Investors could sometimes be forgiven for thinking they have strayed into a parallel universe. Established wisdom has it that the time to buy shares is when profits are rising; when there is an abundance of economic growth and optimism about the future.
But the financial crash of 2008 and the massive economic dislocation that followed changed the rules. Fearful of another 1930s-style depression, central banks flooded the world with cheap money. It was as if the system had suffered a heart attack. To keep it alive the central bankers put it on life support; first to keep it alive and then to help it slowly recuperate.
But the drug of ‘cheap money’ has had side effects. A world of artificially low interest rates puts upward pressure on asset prices as investors search for yield. Property, bond and share markets around the world are at, or are close to, record highs, even in countries where economic growth is weak and the recovery feeble.
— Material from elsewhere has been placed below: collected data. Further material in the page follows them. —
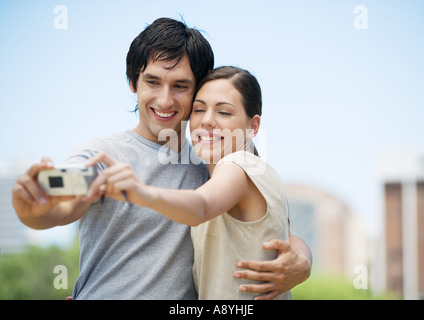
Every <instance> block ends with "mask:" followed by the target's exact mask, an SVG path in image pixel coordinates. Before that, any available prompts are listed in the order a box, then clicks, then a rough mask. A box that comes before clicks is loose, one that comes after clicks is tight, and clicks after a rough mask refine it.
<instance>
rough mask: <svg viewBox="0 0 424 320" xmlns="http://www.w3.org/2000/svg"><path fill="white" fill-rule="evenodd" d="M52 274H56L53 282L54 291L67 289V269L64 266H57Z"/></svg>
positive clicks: (54, 267)
mask: <svg viewBox="0 0 424 320" xmlns="http://www.w3.org/2000/svg"><path fill="white" fill-rule="evenodd" d="M53 273H54V274H58V275H57V276H56V277H55V278H54V280H53V286H54V288H55V289H57V290H60V289H65V290H66V289H68V268H67V267H66V266H64V265H57V266H55V267H54V269H53Z"/></svg>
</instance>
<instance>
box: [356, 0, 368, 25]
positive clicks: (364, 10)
mask: <svg viewBox="0 0 424 320" xmlns="http://www.w3.org/2000/svg"><path fill="white" fill-rule="evenodd" d="M353 13H354V14H355V18H354V19H353V27H354V28H355V29H356V30H366V29H368V8H367V7H366V6H364V5H362V4H361V5H357V6H355V8H353Z"/></svg>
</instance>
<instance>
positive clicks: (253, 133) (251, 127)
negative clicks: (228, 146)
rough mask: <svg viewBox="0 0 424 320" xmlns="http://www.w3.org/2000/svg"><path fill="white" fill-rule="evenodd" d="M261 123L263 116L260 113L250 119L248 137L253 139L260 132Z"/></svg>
mask: <svg viewBox="0 0 424 320" xmlns="http://www.w3.org/2000/svg"><path fill="white" fill-rule="evenodd" d="M260 125H261V117H260V116H259V115H255V116H254V117H253V118H252V119H251V120H250V129H249V130H248V134H247V138H249V139H253V138H254V137H256V135H257V134H258V132H259V127H260Z"/></svg>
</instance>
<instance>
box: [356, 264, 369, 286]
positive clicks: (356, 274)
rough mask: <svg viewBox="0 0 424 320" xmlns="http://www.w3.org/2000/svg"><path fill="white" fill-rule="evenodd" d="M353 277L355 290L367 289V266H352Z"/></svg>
mask: <svg viewBox="0 0 424 320" xmlns="http://www.w3.org/2000/svg"><path fill="white" fill-rule="evenodd" d="M353 272H354V274H355V277H354V279H353V286H354V287H355V289H357V290H367V289H368V268H367V267H366V266H364V265H357V266H355V268H353Z"/></svg>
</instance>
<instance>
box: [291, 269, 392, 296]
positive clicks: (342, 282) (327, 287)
mask: <svg viewBox="0 0 424 320" xmlns="http://www.w3.org/2000/svg"><path fill="white" fill-rule="evenodd" d="M292 299H293V300H383V299H399V297H398V296H396V295H395V294H392V293H380V294H376V293H374V292H373V291H372V290H371V289H370V288H369V289H355V286H354V284H353V280H349V279H347V278H344V277H342V276H336V275H323V274H321V275H317V274H313V275H311V277H310V278H309V279H308V280H306V281H305V282H304V283H302V284H300V285H298V286H297V287H295V288H293V289H292Z"/></svg>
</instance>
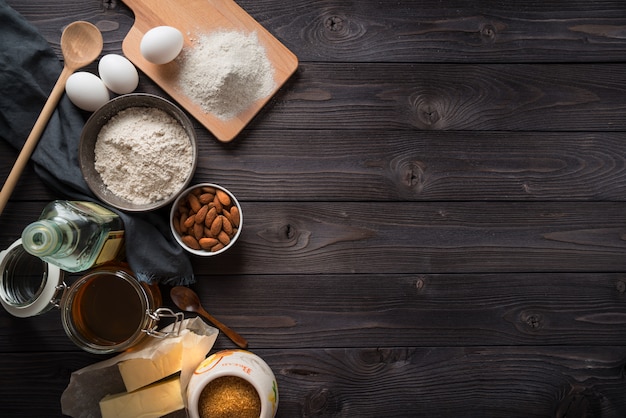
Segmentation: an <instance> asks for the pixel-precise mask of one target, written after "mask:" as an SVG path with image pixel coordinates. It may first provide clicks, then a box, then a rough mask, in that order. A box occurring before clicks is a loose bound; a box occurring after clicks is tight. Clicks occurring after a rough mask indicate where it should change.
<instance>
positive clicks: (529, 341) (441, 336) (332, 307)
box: [0, 270, 626, 353]
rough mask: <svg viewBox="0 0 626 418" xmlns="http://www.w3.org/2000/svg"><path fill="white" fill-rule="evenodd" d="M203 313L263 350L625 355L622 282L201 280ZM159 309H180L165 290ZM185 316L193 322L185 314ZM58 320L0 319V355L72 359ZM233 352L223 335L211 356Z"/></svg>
mask: <svg viewBox="0 0 626 418" xmlns="http://www.w3.org/2000/svg"><path fill="white" fill-rule="evenodd" d="M193 288H194V289H195V290H196V291H197V292H198V294H199V296H200V298H201V300H202V303H203V305H204V306H205V307H206V309H207V310H208V311H209V312H211V313H212V314H213V315H214V316H215V317H217V318H218V319H219V320H221V321H222V322H224V323H225V324H227V325H228V326H230V327H231V328H233V329H235V330H237V332H239V333H240V334H241V335H243V336H244V337H245V338H246V339H247V340H248V341H249V344H250V349H251V350H259V349H279V348H280V349H291V348H303V349H305V348H306V349H309V348H310V349H324V348H342V347H355V348H356V347H359V348H366V347H370V346H371V345H372V344H373V342H375V345H376V346H377V347H386V348H394V347H430V346H437V347H442V346H447V347H476V346H490V347H501V346H568V345H586V346H590V347H591V346H597V347H600V348H601V347H604V346H606V345H624V346H626V335H624V332H622V331H623V329H624V326H625V325H626V304H625V303H624V302H625V298H626V291H625V289H626V279H625V278H624V275H623V274H620V273H559V274H556V273H552V274H542V273H518V274H464V273H459V274H421V273H414V274H392V273H389V274H386V273H380V272H379V273H376V274H353V275H299V274H292V275H278V274H275V275H271V274H260V275H238V276H236V277H227V276H224V275H217V274H211V273H210V271H208V270H202V272H201V273H200V272H199V273H198V283H197V284H196V285H194V286H193ZM162 292H163V294H164V302H163V305H164V306H168V307H171V308H173V309H174V310H176V311H177V310H178V309H177V308H176V307H175V306H174V305H173V303H172V302H171V300H170V298H169V288H168V287H166V286H163V287H162ZM189 316H194V315H193V314H189ZM59 317H60V312H58V311H57V310H53V311H51V312H49V313H47V314H45V315H43V316H39V317H35V318H15V317H12V316H10V315H9V314H8V313H6V312H5V311H4V310H0V323H1V324H3V327H1V328H0V352H24V353H26V352H32V353H35V352H40V351H42V350H44V349H45V351H49V352H61V351H76V350H78V349H77V348H76V347H75V346H74V345H73V343H72V342H71V341H70V340H69V338H67V337H66V335H65V333H64V331H63V328H62V326H61V321H60V318H59ZM233 347H235V346H234V344H233V343H231V342H230V341H229V340H228V339H227V338H226V337H224V336H221V337H219V338H218V341H217V343H216V349H218V348H219V349H225V348H233Z"/></svg>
And hence the burning question of the day: if economic growth is feeble, what will sustain markets once the artificial stimulus is removed?
In turn, this triggers the counterintuitive reaction of markets. When they see signs that the world’s economy is on the mend, they don’t see it as a good thing. They fear that it will mean the end of the life-support programmes. Hence the bizarre outcome that any sign that we might be getting back to normal may be taken as a signal to sell.
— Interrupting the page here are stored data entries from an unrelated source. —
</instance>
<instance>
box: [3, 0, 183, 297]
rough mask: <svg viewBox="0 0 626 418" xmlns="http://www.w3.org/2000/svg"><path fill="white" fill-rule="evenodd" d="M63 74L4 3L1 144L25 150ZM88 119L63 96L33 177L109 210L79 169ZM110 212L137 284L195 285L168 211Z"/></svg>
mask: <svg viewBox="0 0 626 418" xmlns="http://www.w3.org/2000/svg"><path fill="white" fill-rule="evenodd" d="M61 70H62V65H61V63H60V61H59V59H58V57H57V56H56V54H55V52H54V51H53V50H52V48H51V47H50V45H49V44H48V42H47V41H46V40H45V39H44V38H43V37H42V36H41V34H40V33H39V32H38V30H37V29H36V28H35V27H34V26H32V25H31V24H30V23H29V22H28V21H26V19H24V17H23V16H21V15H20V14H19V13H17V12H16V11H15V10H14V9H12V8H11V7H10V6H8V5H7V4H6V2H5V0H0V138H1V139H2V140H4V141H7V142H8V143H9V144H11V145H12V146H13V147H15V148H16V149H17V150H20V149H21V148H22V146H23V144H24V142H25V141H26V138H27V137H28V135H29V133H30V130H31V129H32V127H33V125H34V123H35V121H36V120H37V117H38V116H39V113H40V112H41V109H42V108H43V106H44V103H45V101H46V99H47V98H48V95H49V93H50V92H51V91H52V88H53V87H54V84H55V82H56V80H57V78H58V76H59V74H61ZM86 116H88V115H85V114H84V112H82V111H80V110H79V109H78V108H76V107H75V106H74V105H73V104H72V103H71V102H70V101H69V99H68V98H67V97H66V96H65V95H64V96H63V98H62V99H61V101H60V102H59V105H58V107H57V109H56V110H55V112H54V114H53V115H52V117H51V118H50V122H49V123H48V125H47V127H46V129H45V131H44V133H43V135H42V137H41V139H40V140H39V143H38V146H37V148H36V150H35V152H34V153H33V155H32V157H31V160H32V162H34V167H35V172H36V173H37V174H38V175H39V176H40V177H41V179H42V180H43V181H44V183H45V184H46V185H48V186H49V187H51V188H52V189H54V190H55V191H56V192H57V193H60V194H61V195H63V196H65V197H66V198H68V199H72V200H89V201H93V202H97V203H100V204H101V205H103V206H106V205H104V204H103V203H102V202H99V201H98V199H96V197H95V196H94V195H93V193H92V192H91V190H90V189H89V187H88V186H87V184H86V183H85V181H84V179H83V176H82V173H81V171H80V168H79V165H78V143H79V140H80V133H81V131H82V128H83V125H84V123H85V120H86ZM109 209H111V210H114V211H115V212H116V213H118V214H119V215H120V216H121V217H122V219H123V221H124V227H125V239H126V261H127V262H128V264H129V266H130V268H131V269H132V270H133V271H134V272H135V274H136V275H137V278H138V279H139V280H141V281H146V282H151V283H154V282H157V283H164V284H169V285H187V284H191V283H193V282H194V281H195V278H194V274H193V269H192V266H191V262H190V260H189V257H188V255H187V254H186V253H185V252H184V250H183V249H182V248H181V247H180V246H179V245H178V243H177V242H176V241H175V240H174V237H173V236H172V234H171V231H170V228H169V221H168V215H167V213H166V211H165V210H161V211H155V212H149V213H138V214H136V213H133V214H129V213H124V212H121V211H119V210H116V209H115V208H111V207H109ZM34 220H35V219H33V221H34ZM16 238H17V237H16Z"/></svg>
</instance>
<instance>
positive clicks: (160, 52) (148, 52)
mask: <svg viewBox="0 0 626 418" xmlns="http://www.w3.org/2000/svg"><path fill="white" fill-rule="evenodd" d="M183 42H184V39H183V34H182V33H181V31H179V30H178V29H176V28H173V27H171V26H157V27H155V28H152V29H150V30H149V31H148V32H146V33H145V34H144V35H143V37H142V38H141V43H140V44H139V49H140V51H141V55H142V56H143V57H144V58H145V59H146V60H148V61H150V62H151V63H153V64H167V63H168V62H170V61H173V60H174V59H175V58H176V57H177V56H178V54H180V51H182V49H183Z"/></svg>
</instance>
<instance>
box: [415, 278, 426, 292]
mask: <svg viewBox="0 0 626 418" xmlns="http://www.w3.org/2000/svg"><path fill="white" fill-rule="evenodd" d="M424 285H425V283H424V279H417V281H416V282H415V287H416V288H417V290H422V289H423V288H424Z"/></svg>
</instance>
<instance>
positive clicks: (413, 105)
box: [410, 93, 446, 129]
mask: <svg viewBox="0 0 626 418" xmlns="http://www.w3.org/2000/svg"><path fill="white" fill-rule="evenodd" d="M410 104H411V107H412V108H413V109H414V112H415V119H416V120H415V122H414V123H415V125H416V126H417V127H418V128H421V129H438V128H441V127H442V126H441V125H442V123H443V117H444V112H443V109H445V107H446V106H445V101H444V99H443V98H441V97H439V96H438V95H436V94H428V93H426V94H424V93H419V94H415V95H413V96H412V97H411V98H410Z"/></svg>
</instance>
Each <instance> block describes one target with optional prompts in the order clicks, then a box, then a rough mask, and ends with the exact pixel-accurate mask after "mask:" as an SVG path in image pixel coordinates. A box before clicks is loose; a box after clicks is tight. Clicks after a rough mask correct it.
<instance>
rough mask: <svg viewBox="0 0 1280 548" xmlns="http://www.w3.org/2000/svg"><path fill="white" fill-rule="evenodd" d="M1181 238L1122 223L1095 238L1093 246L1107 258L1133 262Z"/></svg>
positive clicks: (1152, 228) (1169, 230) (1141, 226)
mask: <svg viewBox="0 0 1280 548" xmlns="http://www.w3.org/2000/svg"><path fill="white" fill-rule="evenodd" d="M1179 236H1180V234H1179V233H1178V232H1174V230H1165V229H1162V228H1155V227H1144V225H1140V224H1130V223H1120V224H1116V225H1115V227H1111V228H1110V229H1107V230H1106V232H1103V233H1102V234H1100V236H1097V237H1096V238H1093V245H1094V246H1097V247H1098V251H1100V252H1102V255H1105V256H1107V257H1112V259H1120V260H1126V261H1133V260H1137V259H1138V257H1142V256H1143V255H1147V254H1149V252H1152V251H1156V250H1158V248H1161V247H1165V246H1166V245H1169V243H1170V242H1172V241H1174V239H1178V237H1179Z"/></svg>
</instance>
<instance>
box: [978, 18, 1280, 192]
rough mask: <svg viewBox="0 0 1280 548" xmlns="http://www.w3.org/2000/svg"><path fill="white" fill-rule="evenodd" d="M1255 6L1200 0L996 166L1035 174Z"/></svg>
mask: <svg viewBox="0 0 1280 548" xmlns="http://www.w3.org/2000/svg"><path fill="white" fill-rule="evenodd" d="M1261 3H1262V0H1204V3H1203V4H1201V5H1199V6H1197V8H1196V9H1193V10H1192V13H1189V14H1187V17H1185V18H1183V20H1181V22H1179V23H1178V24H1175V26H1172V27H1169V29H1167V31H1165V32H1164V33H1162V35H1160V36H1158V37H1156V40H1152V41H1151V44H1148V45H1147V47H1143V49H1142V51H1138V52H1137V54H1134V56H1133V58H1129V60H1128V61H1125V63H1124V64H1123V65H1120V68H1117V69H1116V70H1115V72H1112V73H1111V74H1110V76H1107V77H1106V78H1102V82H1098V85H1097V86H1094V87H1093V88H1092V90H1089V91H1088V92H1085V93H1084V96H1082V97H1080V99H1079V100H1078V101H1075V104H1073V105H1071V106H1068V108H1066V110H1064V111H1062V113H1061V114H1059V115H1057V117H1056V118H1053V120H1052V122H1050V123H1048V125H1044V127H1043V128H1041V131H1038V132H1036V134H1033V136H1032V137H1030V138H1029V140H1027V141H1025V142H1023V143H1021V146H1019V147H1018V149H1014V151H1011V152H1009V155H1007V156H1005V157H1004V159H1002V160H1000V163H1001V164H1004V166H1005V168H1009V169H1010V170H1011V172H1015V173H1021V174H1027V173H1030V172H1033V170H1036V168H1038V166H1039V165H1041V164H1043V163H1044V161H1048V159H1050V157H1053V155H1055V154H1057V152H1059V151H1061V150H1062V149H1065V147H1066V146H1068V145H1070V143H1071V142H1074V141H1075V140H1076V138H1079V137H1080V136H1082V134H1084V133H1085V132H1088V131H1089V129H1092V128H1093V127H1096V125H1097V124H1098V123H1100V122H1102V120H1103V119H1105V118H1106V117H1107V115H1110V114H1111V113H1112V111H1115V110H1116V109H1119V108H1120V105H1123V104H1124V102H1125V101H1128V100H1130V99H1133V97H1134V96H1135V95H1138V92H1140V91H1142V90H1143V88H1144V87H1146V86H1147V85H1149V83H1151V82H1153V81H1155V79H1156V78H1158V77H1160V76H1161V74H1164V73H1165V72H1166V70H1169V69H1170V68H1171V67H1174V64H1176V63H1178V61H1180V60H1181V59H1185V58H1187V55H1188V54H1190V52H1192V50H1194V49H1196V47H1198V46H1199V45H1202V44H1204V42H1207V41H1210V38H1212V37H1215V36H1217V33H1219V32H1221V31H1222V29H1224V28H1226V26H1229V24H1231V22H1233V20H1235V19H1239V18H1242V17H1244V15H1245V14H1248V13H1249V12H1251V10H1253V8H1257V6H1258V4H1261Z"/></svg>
The central bankers now understand all too clearly the risks of moving too fast. The past few months have seen some choppy days and weeks – particularly in the bond markets, when investors thought the Americans were about to raise rates. At first, the Fed seemed not to care too much whether overseas markets had a tantrum, believing it need only concern itself with what works best for the US domestic economy. Now it seems to better understand that, in a globally integrated economy, even problems arising in a small country far away can potentially impact on everyone. Bank of England governor Mark Carney underlined this in April. Wearing the hat of chairman of the Financial Stability Board, he warned that turmoil in the bond markets as investors adjusted to a rate hike could all too easily spill over and do damage to the real economy.
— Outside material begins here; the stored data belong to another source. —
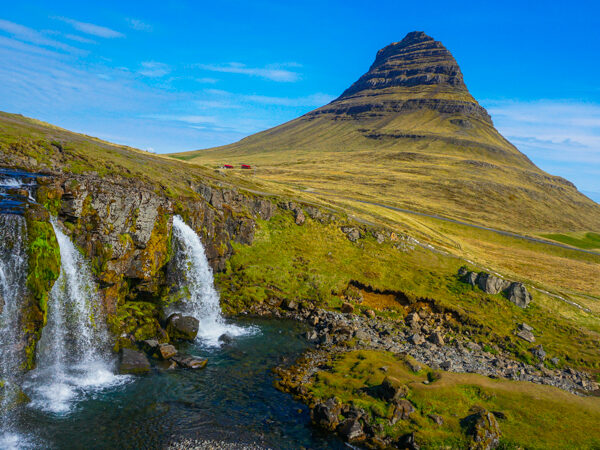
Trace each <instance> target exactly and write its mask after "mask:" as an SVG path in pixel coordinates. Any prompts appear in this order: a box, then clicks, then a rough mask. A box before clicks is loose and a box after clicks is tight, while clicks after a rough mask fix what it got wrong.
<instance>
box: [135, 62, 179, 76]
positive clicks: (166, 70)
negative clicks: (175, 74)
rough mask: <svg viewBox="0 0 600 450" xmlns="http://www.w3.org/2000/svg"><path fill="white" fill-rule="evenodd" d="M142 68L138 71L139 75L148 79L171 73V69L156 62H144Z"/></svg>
mask: <svg viewBox="0 0 600 450" xmlns="http://www.w3.org/2000/svg"><path fill="white" fill-rule="evenodd" d="M141 66H142V68H141V69H140V70H138V73H139V74H140V75H144V76H145V77H150V78H160V77H164V76H165V75H168V74H169V73H171V67H170V66H168V65H167V64H164V63H160V62H156V61H144V62H143V63H142V64H141Z"/></svg>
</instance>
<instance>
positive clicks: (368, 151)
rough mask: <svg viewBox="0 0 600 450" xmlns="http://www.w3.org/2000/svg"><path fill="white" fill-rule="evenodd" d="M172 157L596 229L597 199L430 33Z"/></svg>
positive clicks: (407, 39)
mask: <svg viewBox="0 0 600 450" xmlns="http://www.w3.org/2000/svg"><path fill="white" fill-rule="evenodd" d="M173 156H174V157H176V158H179V159H182V160H186V161H190V162H195V163H201V164H209V165H214V166H218V165H220V164H223V163H236V164H237V163H248V164H252V165H253V166H254V167H255V169H254V174H255V176H256V178H258V179H261V180H268V181H273V182H277V183H283V184H284V185H287V186H292V187H294V188H296V189H299V190H302V189H309V190H314V191H319V192H325V193H332V194H344V195H346V196H351V197H354V198H358V199H363V200H370V201H377V202H380V203H385V204H388V205H391V206H397V207H403V208H408V209H413V210H417V211H424V212H431V213H437V214H441V215H444V216H447V217H451V218H456V219H461V220H465V221H470V222H473V223H479V224H486V225H488V226H494V227H498V228H503V229H510V230H515V231H520V232H533V231H536V232H552V231H560V232H566V231H598V230H600V205H598V204H596V203H594V202H593V201H591V200H590V199H588V198H587V197H585V196H584V195H582V194H581V193H579V192H578V191H577V189H576V188H575V187H574V186H573V185H572V184H571V183H570V182H568V181H567V180H564V179H562V178H560V177H555V176H552V175H549V174H547V173H545V172H544V171H542V170H540V169H539V168H537V167H536V166H535V165H534V164H533V163H532V162H531V161H530V160H529V159H528V158H527V157H526V156H525V155H523V154H522V153H520V152H519V151H518V150H517V149H516V148H515V147H514V146H513V145H512V144H510V143H509V142H508V141H507V140H506V139H505V138H504V137H502V136H501V135H500V134H499V133H498V131H497V130H496V129H495V128H494V126H493V123H492V121H491V119H490V117H489V115H488V114H487V112H486V111H485V110H484V109H483V108H482V107H481V106H479V105H478V103H477V102H476V100H475V99H474V98H473V97H472V96H471V95H470V94H469V92H468V90H467V88H466V86H465V84H464V82H463V78H462V74H461V72H460V69H459V67H458V65H457V64H456V61H455V60H454V58H453V57H452V55H451V54H450V52H448V50H446V49H445V48H444V47H443V45H442V44H441V43H439V42H436V41H434V40H433V39H432V38H430V37H428V36H426V35H425V34H424V33H418V32H415V33H410V34H409V35H407V37H406V38H405V39H404V40H402V41H401V42H398V43H394V44H391V45H389V46H388V47H386V48H384V49H382V50H380V52H379V53H378V55H377V58H376V60H375V62H374V64H373V65H372V67H371V69H370V70H369V71H368V72H367V73H366V74H365V75H363V77H361V78H360V79H359V80H358V81H357V82H356V83H354V85H352V86H351V87H350V88H349V89H348V90H347V91H346V92H344V93H343V94H342V95H341V96H340V97H339V98H338V99H337V100H335V101H333V102H332V103H330V104H328V105H326V106H323V107H321V108H319V109H316V110H314V111H311V112H309V113H308V114H306V115H304V116H302V117H300V118H298V119H295V120H292V121H291V122H288V123H285V124H283V125H280V126H278V127H275V128H273V129H270V130H266V131H263V132H261V133H258V134H255V135H253V136H250V137H247V138H245V139H242V140H241V141H239V142H237V143H234V144H231V145H226V146H223V147H217V148H212V149H207V150H199V151H194V152H187V153H180V154H176V155H173Z"/></svg>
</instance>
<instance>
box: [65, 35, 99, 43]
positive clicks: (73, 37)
mask: <svg viewBox="0 0 600 450" xmlns="http://www.w3.org/2000/svg"><path fill="white" fill-rule="evenodd" d="M64 36H65V37H66V38H67V39H70V40H71V41H75V42H81V43H82V44H96V43H97V42H96V41H94V40H93V39H88V38H84V37H83V36H77V35H76V34H65V35H64Z"/></svg>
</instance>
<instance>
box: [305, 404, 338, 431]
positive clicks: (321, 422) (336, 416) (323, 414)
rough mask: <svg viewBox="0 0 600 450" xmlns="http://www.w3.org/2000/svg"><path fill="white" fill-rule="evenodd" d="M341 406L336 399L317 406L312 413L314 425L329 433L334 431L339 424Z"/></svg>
mask: <svg viewBox="0 0 600 450" xmlns="http://www.w3.org/2000/svg"><path fill="white" fill-rule="evenodd" d="M340 412H341V405H340V404H339V403H338V401H337V400H336V399H335V398H330V399H329V400H327V401H325V402H323V403H319V404H317V405H316V406H315V407H314V408H313V409H312V411H311V419H312V421H313V423H314V424H316V425H318V426H319V427H321V428H324V429H326V430H329V431H334V430H335V429H336V427H337V426H338V424H339V415H340Z"/></svg>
Now fully attuned to the dangers, Janet Yellen at the Federal Reserve, and Carney, keep signalling that the first upwards rate moves are still some way off – later this year perhaps or early next – stressing that when they do come they will be small and gradual, meaning most borrowers should be able to absorb the rise without distress. They add that rates are unlikely to rise to anywhere near historic levels – if there is going to be an earthquake we can take comfort from it being a small one.
It’s a shrewd strategy. Markets don’t like uncertainty but the interest rate outlook is
no longer really uncertain. True, we don’t know precisely when rates will go up, but having been softened up for so long, surely no one could claim it has come as a surprise when it does happen. It is perfectly rational to make investment decisions now which position portfolios for the rate moves we all expect in the coming months. This is particularly the case in bond markets, where rising interest rates unavoidably result in a fall in capital values.
There will be pain elsewhere, too. Household incomes have been squeezed for a long time and, for some, an increase in mortgage rates will be hard to take. Likewise, some companies which would otherwise have gone bust, have been kept afloat by cheap loans – as shown by historically low levels of bankruptcy. They will find it much tougher in normal times.
But the fear of dislocation should not stop us from welcoming a world in which interest rates are no longer artificially low. Savers have borne the cost of the global financial crisis for far too long and have had to endure wafer-thin returns. A rate rise would be even more beneficial for pension schemes, which would see their solvency positions dramatically improved because their actuaries would be able to sign off on higher future returns on their existing assets. That would lift a financial millstone from companies and leave them with more cash to invest and grow. And at an individual level higher rates would feed through immediately into higher annuity rates, which could make a big difference in the future living standards of those with private pensions who are soon to retire.
Above all, investors around the world would be able to go back to making decisions on what they see as the merits of an investment – rather than trying to second-guess the thinking and actions of central bankers (which is, of course, what investors should always do). The interest rate is the market price for money; market prices determine the allocation of resources. We have lived for seven years with a fundamental distortion of the economic price mechanism; and even if we have grown used to it we should not forget that it is a distortion – and ‘normal’ is what we should strive for. Indeed, though there may be casualties and noise in the markets, we should remember the words of US president Franklin D Roosevelt in the 1930s that ‘the only thing we have to fear is fear itself’.